Gun Johnson’s essay in The Digital Metrics Field Guide, pointed out the need to identify the effects of paid, owned and earned media individually and how they interact. New research from Marketing Science Institute (MSI) does just that, making important contributions to our understanding and valuable recommendations for strategy. It complements research reported in the Field Guide, especially regarding earned media.
The research looked at two types of goods, what economists call “search goods” and “experience goods.” A search good is easily evaluated before purchase. An experience good is a product or service that is hard to judge in advance, but is evaluated more easily after it is consumed or used.
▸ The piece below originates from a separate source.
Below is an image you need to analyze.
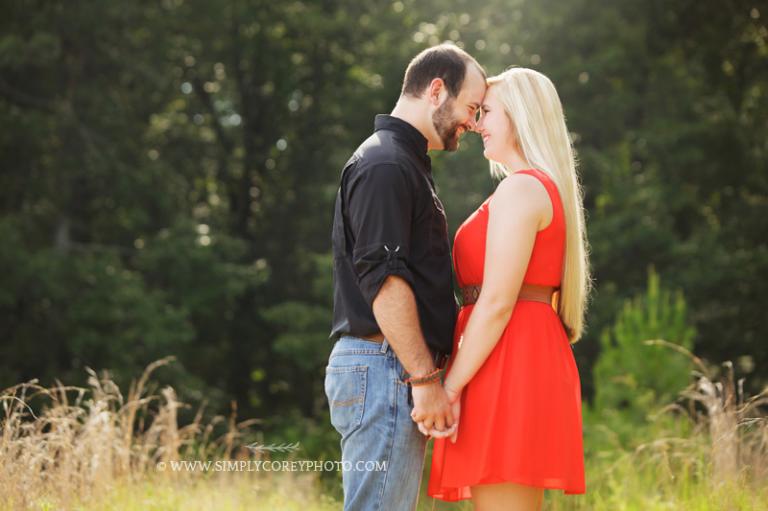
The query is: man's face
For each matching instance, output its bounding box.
[432,65,487,151]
And they looked at familiar and unfamiliar brands within each type.
Here’s what they found:
Earned Media: Overall, their findings confirm the importance of earned media – impressions that come about from people sharing or commenting. Earned media brings greater efficiency for all brands – whether it is a search good or experience good, but the authors point out that it most helpful for familiar brands.
Owned media – the communications channels and messages that brands control – becomes a credible source for consumers to decrease the unpredictable nature of experience goods and unfamiliar brands.
Paid Media: A familiar brand in a search category is the least risky choice for consumers and paid media can provide enough information to evaluate the quality.
Their findings also provide insights into the potential benefits of synergy in different online advertising mediums. Within-online synergy is significantly higher than cross-channel synergy for familiar brands in their data, which may mean that high and favorable awareness has already been created in traditional media for well-known brands.
- Paid media is most effective when consumers perceive little risk in their decision.
- Owned media is important for risky purchases. Brand managers for experience goods should ensure their websites provide quality information in order to decrease the consumers’ perceived risk for these types of goods.
- Brand managers of unfamiliar brands should use both offline and online marketing to build strong brand associations in consumers’ minds. Cross-channel synergy is key.
- Managers of familiar brands can generate more synergy by investing in different online mediums. They leverage the existing brand equity to get high bang for their buck in online media.